[Pre-RFC]: Inline assembly

I’ll just refer to readers to an earlier post on the matter.

I also suggest we drop AT&T x86 syntax support. I do not want alternative back ends to require support for multiple syntaxes. That is also helpful for readers of Rust code, since they would only have to deal with one x86 syntax.

2 Likes

That seems like it would introduce a lot of redundancy when inputs, outputs, clobbered registers, etc. occur more than once, with all the usual problems of redundancy.

Just specify it on the first usage, not on every instruction.

It can be flexible - some may want to specify all of them at the end of the block, some may want to interleave inputs/outputs/clobbers with the asm code itself.

But each input/output/clobber should be specified only once per asm block.

This looks pretty good, I'm happy that someone is picking this up.

  • Others have mentioned this too: it should be added to the drawbacks section that assembly code using {, } is harder/confusing to write. Why do I say confusing? I definitely always mess up the number of $ in my immediates when using inline assembly.

  • I like the explicit specification of lateout/inlateout, but I don't like the syntax. I think the “late” part should be specified separately from the inout part.

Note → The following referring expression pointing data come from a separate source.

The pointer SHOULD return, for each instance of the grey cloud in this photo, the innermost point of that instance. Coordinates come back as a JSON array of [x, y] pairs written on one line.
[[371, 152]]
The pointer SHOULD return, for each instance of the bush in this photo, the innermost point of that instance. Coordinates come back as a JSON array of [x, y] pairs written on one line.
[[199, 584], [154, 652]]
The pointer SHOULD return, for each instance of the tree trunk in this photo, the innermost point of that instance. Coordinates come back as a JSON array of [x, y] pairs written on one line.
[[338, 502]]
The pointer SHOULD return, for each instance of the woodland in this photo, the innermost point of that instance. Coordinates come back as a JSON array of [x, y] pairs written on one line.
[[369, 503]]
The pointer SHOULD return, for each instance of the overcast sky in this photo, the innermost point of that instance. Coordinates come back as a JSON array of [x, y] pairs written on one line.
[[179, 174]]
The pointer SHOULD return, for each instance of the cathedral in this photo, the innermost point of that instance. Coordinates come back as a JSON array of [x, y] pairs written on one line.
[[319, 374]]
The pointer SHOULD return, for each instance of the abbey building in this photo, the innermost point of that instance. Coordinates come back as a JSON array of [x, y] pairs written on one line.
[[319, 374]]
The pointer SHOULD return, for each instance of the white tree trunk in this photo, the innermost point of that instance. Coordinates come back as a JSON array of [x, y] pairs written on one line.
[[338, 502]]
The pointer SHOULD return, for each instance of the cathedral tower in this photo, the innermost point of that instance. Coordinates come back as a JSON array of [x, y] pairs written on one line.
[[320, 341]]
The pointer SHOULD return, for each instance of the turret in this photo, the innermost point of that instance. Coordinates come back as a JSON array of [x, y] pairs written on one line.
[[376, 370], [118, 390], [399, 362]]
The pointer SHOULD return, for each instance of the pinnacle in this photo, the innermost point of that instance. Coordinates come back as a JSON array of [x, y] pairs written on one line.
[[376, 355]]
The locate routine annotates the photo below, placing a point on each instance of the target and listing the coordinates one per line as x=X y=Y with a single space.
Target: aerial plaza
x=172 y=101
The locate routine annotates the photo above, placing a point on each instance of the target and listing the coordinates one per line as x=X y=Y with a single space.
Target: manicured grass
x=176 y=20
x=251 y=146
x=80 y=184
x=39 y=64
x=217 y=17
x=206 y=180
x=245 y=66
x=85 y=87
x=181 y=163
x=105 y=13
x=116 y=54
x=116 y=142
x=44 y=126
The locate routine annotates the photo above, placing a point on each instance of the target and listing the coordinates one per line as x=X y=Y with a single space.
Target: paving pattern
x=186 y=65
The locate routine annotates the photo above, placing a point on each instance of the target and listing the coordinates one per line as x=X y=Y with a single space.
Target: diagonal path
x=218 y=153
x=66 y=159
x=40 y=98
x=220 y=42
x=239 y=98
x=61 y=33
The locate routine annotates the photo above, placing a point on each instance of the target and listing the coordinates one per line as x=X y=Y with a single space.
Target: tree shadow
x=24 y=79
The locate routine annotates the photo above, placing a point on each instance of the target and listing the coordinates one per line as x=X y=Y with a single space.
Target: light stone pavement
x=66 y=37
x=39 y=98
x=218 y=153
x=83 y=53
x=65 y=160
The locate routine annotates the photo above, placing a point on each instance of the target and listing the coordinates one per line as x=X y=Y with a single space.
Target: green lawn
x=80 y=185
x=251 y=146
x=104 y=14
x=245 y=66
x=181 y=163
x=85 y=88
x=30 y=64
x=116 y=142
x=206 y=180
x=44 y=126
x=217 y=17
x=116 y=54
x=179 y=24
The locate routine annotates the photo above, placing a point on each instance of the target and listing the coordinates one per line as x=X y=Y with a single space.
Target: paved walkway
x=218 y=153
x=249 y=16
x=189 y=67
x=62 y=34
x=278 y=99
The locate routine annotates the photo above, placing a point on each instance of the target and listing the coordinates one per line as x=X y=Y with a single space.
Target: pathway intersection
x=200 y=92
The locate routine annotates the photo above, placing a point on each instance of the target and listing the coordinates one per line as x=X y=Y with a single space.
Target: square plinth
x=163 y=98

  • GCC doesn't allow you to specify an input and a clobber of the same register. We need to either just support this in a logical way, or error on it and have another way to specify what's needed. For example an inclobber direction. inout is not sufficient because inout will presumably require the binding be mutable. inclobber would also allow an immutable binding which becomes invalid (as if moved) after the assembly block.

Nits:

  • First example of flags(volatile) missing closing parens.
  • “Names should be speaking” do you mean “Names should be words”?

@Amanieu

Some architectures use special characters in register name, so it might be better to put register names in quotes: in("eax").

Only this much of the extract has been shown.